The algorithm used to efficiently find the largest path combinations below a threshold is inspired in the apriori algorithm for association rule discovery. Since the largest path combination is a superset of smaller combinations, we can start building those starting from single paths, combine those with the initial to make two-item sets while removing all larger than the threshold, then three-item, four-item, and so on; until no larger combination below the threshold can be found.

Here is the script:

#!/usr/bin/env python
# mixnmatch.py - find combination of files/dirs that sum below a given threshold
# -- Jose Fonseca

import os
import os.path
import optparse
import sys

from sets import ImmutableSet as set


def get_size(path):
    if os.path.isdir(path):
        result = 0
        for name in os.listdir(path):
            result += get_size(os.path.join(path, name))
        return result
    else:
        return os.path.getsize(path)


def mix_and_match(limit, items, verbose = False):

    # filter items
    items = [(size, name) for size, name in items if size <= limit]
    # sort them by size
    items.sort(lambda (xsize, xname), (ysize, yname): cmp(xsize, ysize))

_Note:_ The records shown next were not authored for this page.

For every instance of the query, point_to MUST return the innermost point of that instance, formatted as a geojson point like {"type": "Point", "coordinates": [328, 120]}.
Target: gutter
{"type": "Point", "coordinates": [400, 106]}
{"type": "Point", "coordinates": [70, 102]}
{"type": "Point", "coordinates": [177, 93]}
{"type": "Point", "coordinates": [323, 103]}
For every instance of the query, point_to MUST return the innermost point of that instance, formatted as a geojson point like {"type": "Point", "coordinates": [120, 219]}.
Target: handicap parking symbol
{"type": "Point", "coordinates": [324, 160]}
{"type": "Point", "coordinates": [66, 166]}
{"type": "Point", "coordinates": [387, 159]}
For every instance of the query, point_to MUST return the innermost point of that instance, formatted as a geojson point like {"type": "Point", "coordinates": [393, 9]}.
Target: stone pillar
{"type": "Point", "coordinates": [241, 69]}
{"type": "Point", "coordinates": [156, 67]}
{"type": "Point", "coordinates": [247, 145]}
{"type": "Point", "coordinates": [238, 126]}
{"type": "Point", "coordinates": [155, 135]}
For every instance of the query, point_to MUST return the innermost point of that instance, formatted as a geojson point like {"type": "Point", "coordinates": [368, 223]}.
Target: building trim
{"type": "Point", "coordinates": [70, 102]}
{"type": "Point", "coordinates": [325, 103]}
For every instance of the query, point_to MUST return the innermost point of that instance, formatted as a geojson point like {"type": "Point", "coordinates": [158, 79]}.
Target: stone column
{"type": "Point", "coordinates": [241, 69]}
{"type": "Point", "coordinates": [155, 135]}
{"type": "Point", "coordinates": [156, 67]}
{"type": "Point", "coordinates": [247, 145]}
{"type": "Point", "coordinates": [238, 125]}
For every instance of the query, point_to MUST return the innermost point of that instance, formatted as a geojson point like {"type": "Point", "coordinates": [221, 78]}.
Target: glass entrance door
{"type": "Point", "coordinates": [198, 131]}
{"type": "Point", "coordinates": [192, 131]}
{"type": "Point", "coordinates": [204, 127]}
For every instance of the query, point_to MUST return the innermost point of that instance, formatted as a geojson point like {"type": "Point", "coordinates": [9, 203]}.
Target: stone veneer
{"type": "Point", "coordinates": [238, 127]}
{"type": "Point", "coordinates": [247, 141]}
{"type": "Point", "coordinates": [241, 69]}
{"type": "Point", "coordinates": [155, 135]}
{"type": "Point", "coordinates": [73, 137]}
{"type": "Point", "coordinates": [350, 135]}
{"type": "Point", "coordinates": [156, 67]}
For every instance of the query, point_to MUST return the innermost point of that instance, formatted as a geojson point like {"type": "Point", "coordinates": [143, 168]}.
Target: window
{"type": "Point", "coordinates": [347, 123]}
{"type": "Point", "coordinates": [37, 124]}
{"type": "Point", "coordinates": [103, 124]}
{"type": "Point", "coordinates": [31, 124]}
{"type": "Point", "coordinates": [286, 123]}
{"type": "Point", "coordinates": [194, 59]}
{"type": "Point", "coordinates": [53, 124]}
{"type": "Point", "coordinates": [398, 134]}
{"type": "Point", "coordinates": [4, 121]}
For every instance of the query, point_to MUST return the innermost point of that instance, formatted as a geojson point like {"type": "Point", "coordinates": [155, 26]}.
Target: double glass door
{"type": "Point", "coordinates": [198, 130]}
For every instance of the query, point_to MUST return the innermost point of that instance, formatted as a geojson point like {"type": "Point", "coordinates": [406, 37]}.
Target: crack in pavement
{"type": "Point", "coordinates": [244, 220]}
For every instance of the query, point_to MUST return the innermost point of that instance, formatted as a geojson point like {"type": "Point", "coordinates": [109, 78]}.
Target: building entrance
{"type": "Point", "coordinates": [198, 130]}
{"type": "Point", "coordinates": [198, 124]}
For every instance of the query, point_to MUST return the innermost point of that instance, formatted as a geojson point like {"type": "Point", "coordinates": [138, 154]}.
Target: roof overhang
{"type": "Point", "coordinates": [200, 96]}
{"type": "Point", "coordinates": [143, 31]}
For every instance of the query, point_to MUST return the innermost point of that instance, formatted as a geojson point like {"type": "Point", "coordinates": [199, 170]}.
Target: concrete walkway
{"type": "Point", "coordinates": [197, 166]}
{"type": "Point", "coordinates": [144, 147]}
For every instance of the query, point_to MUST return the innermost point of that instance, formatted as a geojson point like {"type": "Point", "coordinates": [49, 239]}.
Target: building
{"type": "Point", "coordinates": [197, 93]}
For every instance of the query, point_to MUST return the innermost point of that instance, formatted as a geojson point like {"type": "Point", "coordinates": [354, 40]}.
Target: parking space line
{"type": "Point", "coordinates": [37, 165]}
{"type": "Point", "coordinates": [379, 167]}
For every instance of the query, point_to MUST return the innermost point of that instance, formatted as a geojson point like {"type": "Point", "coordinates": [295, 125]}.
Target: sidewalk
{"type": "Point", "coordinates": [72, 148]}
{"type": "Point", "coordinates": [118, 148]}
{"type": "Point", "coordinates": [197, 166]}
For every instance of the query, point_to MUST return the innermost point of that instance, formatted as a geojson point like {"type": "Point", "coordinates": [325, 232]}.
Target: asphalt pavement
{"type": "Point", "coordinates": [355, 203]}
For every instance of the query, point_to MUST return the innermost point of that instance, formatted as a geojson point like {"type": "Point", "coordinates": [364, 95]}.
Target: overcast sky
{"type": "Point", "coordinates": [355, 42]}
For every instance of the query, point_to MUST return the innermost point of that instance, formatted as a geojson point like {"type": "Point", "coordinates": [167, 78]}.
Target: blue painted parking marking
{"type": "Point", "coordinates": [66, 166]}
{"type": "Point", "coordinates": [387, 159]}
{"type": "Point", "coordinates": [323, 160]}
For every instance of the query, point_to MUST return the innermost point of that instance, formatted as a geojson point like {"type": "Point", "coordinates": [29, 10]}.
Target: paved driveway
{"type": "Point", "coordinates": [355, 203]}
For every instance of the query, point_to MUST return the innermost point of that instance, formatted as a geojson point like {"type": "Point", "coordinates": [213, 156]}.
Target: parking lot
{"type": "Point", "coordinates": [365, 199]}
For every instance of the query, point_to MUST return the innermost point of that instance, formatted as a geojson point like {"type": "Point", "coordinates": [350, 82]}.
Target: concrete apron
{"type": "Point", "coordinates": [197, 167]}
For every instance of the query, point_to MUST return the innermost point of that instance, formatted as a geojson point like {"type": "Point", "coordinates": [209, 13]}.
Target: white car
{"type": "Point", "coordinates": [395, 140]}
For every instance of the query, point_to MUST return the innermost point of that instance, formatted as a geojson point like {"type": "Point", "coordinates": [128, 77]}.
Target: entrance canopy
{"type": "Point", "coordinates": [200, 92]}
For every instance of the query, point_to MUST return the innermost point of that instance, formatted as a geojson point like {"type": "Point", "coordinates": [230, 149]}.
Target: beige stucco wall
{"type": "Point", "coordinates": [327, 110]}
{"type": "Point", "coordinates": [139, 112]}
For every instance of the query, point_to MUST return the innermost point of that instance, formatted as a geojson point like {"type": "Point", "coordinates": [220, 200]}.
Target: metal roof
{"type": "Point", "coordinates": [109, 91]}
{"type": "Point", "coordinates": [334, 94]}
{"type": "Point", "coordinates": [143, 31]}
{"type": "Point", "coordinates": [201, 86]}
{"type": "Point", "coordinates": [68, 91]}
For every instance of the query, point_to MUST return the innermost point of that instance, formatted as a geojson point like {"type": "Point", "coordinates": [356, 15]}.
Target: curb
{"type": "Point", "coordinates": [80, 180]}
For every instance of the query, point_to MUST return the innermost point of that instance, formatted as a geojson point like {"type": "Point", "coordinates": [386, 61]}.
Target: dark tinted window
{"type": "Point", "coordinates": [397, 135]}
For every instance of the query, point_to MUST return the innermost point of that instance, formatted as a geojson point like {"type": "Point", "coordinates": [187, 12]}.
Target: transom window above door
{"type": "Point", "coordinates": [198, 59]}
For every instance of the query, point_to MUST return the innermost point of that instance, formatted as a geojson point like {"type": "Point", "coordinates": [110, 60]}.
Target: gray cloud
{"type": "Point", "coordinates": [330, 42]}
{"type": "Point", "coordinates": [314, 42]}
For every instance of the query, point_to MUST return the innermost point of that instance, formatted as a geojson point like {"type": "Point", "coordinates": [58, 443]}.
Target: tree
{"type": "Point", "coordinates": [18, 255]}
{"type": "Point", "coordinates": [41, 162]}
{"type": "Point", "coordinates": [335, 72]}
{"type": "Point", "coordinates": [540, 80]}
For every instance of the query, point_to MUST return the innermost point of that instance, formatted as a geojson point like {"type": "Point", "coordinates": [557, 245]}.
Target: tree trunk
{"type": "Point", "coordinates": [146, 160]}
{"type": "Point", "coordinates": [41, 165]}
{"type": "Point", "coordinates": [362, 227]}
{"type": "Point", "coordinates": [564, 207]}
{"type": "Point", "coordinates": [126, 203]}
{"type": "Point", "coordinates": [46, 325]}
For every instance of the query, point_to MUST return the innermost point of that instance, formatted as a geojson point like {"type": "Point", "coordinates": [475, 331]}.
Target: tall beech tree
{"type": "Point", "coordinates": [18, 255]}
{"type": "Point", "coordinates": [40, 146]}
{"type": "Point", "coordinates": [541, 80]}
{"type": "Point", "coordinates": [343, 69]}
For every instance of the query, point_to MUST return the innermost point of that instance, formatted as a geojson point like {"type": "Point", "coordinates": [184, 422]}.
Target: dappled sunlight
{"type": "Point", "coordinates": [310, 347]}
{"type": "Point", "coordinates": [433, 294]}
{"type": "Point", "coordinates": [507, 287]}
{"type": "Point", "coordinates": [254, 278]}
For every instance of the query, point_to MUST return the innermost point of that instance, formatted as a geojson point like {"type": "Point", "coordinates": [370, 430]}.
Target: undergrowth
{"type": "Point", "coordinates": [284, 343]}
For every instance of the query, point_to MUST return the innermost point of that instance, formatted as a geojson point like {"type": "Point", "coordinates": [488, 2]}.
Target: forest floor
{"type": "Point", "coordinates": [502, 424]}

    # initialize variables
    added_collections = dict([(set([name]), size) for size, name in items])
    collections = added_collections

    while True:
        if verbose:
            sys.stderr.write("%d\n" % len(collections))

        # find unique combinations of the recent collections 
        new_collections = {}
        for names1, size1 in added_collections.iteritems():
            for size2, name2 in items:
                size3 = size1 + size2
                if size3 > limit:
                    # we can break here as all collections that follow are
                    #  bigger in size due to the sorting above
                    break
                if name2 in names1:
                    continue
                names3 = names1.union(set([name2]))
                if names3 in new_collections:
                    continue
                new_collections[names3] = size3

        if len(new_collections) == 0:
            break

        collections.update(new_collections)
        added_collections = new_collections

    return [(size, names) for names, size in collections.iteritems()]


def main():
    parser = optparse.OptionParser(usage="\n\t%prog [options] path ...")
    parser.add_option(
        '-l', '--limit',
        type="int", dest="limit", default=4700000000,
        help="total size limit")
    parser.add_option(
        '-s', '--show',
        type="int", dest="show", default=10,
        help="number of combinations to show")
    parser.add_option(
        '-v', '--verbose',
        action="store_true", dest="verbose", default=False,
        help="verbose output")
    (options, args) = parser.parse_args(sys.argv[1:])

    limit = options.limit

    items = [(get_size(arg), arg) for arg in args]

    collections = mix_and_match(limit, items, options.verbose)
    collections.sort(lambda (xsize, xnames), (ysize, ynames): -cmp(xsize, ysize))
    if options.show != 0:
        collections = collections[0:options.show]

    for size, names in collections:
        percentage = 100.0*float(size)/float(limit)
        try:
            sys.stdout.write("%10d\t%02.2f%%\t%s\n" % (size, percentage, " ".join(names)))
        except IOError:
            # ignore broken pipe
            pass


if __name__ == '__main__':
    main()

This script has also been posted as a Python Cookbook Recipe.